The existence of higher numbers of restaurants, convenience stores, and liquor stores increases the population's risk of food insecurity (Freeman, 2015; Hilmers et al., 2012; Hipp, 2010). Families who are impoverished or struggling financially tend to have a poor diet and eat less nutrient-rich meals (Alkerwi et al., 2015; Basu et al., 2016; Heflin, 2017). It seems lower-class city dwellers consume meals high in processed sugar, carbohydrates, and fat, but low in micronutrients and lacking in fresh fruits and vegetables (Basu et al., 2016; Walker et al., 2011).
Gregory and Coleman-Jensen (2017) showed an association between food security and health outcomes in their USDA food insecurity report. Their data analysis shows lower food security and higher possibilities of chronic diseases like - hypertension, coronary heart disease (CHD), hepatitis, stroke, cancer, asthma, diabetes, arthritis, chronic obstructive pulmonary disease (COPD), and kidney disease. In some cases, chronic diseases can define food security better than income. For example, adults in very low food-secure households are 10.5% more likely than adults in high food-secure homes to be diagnosed with hypertension. Adults in very low food security households were 15.3% more likely to have any chronic illness than those with high food security. Adults in homes with marginal food security were 9% less likely to report excellent health than those in households with increased food security and 1.3% more likely to report poor health. The number of chronic conditions for adults in homes with low food security is, on average, 18% higher than those in high food secure households.

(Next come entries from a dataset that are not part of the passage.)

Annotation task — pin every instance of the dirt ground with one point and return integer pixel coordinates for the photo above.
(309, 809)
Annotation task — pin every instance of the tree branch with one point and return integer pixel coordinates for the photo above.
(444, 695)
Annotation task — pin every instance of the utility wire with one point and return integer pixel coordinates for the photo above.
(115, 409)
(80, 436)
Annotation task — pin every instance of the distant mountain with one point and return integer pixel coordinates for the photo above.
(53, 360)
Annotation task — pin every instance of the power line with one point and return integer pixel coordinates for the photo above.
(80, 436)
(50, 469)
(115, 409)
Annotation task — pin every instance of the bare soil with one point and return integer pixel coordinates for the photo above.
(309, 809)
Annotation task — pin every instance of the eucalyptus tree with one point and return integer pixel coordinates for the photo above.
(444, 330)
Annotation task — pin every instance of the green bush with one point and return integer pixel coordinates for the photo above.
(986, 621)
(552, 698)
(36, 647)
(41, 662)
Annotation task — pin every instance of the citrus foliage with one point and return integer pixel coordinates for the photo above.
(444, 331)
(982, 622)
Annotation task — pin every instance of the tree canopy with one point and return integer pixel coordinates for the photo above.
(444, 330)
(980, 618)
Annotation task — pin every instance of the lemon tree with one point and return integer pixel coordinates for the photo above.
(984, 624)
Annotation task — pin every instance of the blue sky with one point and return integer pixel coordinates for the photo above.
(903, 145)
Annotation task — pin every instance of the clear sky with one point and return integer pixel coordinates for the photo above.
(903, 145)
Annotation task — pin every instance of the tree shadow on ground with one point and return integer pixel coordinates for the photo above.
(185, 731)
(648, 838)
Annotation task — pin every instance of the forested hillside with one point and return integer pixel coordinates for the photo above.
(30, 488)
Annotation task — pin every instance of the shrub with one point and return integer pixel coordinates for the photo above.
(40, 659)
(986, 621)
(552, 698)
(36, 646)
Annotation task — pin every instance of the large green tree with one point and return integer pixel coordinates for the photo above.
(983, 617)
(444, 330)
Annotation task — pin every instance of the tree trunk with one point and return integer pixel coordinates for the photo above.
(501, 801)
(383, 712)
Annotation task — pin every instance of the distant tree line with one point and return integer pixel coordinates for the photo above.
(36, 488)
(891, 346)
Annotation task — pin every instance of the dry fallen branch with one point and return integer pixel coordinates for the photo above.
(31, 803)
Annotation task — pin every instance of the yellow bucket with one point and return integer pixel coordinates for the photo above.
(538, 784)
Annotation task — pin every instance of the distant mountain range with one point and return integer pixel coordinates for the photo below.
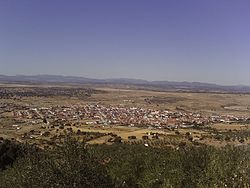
(163, 85)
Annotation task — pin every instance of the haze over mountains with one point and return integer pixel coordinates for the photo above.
(189, 86)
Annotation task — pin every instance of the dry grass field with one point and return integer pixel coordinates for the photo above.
(207, 104)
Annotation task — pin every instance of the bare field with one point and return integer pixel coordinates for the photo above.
(16, 124)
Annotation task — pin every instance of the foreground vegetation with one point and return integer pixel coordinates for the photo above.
(75, 164)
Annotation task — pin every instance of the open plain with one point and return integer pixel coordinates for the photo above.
(46, 114)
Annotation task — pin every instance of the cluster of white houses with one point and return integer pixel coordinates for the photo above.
(118, 115)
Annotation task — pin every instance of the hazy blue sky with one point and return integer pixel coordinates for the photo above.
(175, 40)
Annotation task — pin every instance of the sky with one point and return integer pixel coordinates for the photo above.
(174, 40)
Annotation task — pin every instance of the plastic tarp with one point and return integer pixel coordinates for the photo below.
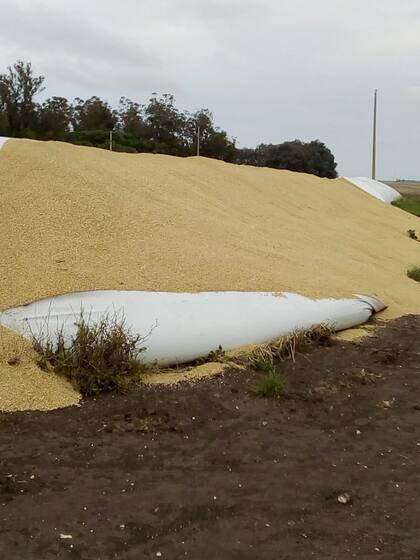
(180, 327)
(375, 188)
(3, 140)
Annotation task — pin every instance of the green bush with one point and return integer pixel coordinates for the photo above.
(414, 273)
(100, 357)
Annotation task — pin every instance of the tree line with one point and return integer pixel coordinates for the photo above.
(157, 126)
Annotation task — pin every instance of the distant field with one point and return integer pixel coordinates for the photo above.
(406, 188)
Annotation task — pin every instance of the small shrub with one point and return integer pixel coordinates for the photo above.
(270, 386)
(414, 273)
(100, 357)
(217, 355)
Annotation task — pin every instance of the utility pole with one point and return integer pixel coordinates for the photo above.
(375, 106)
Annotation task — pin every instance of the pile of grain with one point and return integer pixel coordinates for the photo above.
(75, 218)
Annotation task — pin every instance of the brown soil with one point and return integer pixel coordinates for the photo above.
(210, 471)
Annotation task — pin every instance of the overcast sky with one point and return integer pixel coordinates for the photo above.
(270, 70)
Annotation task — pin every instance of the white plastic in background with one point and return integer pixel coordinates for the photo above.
(375, 188)
(3, 140)
(186, 326)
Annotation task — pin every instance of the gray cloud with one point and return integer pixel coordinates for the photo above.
(269, 69)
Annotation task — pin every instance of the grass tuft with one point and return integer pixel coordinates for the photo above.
(100, 357)
(270, 386)
(286, 347)
(414, 273)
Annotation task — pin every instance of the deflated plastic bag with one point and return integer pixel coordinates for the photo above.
(181, 327)
(375, 188)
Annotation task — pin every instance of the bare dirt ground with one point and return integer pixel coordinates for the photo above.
(406, 188)
(210, 471)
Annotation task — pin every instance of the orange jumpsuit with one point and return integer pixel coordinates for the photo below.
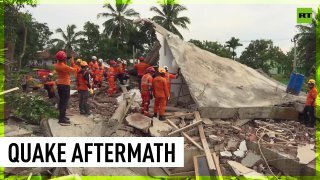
(93, 66)
(161, 94)
(141, 68)
(311, 97)
(111, 74)
(98, 79)
(169, 77)
(146, 92)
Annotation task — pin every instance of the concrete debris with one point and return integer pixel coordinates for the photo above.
(239, 153)
(215, 139)
(207, 121)
(232, 145)
(251, 159)
(305, 154)
(243, 146)
(159, 128)
(241, 170)
(226, 154)
(139, 121)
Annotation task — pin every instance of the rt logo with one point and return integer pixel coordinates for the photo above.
(304, 15)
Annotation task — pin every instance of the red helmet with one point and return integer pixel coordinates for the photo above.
(141, 58)
(150, 70)
(112, 63)
(61, 56)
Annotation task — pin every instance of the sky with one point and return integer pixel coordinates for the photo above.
(212, 22)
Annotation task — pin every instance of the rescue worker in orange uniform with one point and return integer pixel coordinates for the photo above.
(146, 90)
(170, 76)
(93, 66)
(49, 86)
(141, 69)
(309, 109)
(161, 94)
(63, 84)
(84, 87)
(77, 67)
(98, 79)
(111, 75)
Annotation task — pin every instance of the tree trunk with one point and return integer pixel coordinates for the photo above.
(24, 46)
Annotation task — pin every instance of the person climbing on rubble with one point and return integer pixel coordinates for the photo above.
(84, 87)
(76, 67)
(170, 76)
(309, 109)
(111, 75)
(146, 90)
(141, 69)
(120, 71)
(93, 66)
(49, 86)
(161, 94)
(99, 73)
(63, 84)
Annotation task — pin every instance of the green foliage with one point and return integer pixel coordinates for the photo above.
(262, 54)
(168, 16)
(88, 45)
(31, 108)
(233, 43)
(70, 38)
(213, 47)
(118, 21)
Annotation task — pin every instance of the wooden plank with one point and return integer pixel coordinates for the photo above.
(204, 143)
(185, 128)
(10, 90)
(287, 113)
(189, 173)
(217, 163)
(196, 166)
(185, 135)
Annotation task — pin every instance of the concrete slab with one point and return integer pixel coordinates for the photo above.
(159, 128)
(251, 159)
(305, 154)
(139, 121)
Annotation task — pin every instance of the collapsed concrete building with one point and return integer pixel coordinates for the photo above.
(248, 121)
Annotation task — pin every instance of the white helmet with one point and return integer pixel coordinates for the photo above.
(166, 68)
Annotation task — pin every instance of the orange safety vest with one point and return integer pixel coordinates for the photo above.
(99, 73)
(141, 68)
(160, 88)
(111, 73)
(82, 84)
(146, 83)
(311, 97)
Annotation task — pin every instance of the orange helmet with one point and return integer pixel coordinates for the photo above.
(83, 64)
(141, 58)
(150, 69)
(61, 56)
(162, 70)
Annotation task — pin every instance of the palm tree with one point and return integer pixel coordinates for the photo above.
(118, 22)
(306, 44)
(70, 39)
(168, 16)
(233, 43)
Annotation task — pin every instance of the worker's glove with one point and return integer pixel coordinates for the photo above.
(91, 91)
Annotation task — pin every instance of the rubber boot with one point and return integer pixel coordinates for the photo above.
(161, 118)
(155, 115)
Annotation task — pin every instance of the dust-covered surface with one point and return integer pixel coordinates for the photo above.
(221, 82)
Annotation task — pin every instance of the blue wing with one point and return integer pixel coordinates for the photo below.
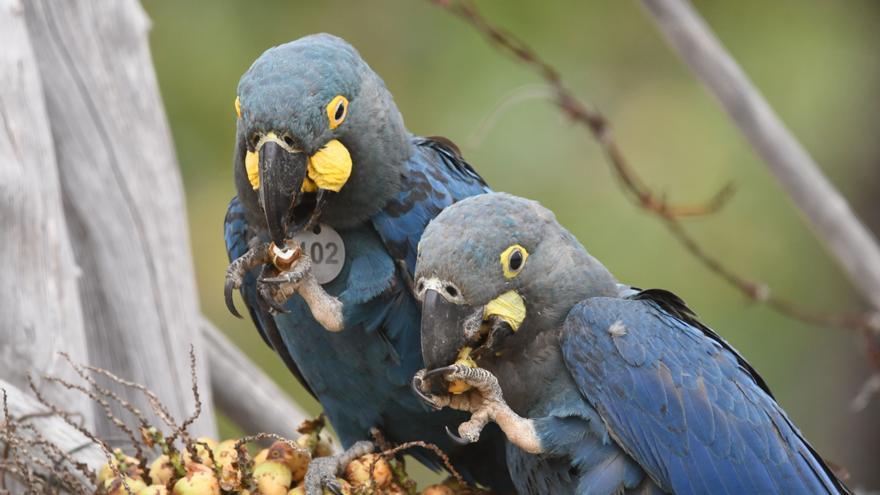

Owens et al. (2020) conducted a similar study on food deserts in Alabama and identified some common issues, such as a lack of grocery stores, transportation (un)availability and affordability, limited income, limited skills, tools, and space for growing fresh food. They also focused on the impact of these problems on the obesity epidemic and chronic diseases. Poor diets are disruptive to cognitive functioning and reduce productivity, which has resulted in increased incidences of diabetes and cardiovascular disease. They suggested programs to combat this food desert issue: the farm-to-school program, Tuskegee University Urban Farm Program, Community Gardens, the mobile Food Market, and the healthy food financing act. They also suggested redesigning transportation routes, expanding the accessibility of mobile food markets and nutritional food education, expanding food co-ops, establishing municipally owned grocery stores, expanding farm-to-school programs, and increasing the number of community gardens.
Food deserts and health-related literature also emphasize childhood obesity and mental trauma due to a lack of nutritious foods. According to micro-level observations, childhood obesity is more common in underprivileged neighborhoods with an abundance of low-nutritional-value foods. This leads to bullying, which causes an increase in anger, depression, and violence (Issner et al., 2017; Walters, 2020). The study also showed that healthful meals vary among U.S. populations, particularly in socially and economically underprivileged neighborhoods. Race, ethnicity, social support, culture and language, access to care, and living environment contribute to cardiovascular diseases and type two diabetes (Ferdinand 2017). Rodriquez and Maraj Grahame (2016) showed that access to the food supply, a component of the mesosystem, influences people's dietary decisions. Participants remarked that they would like to consume fresh fruits and vegetables but frequently do not have the opportunity to do so, according to survey answers. It was challenging to get to a place where people could buy healthy food due to transportation shortages. Due to a lack of mobility, people were forced to eat only what was offered at nearby food sources, such as convenience stores. Convenience stores typically offered less nutrient-dense foods and carried few to no fresh goods.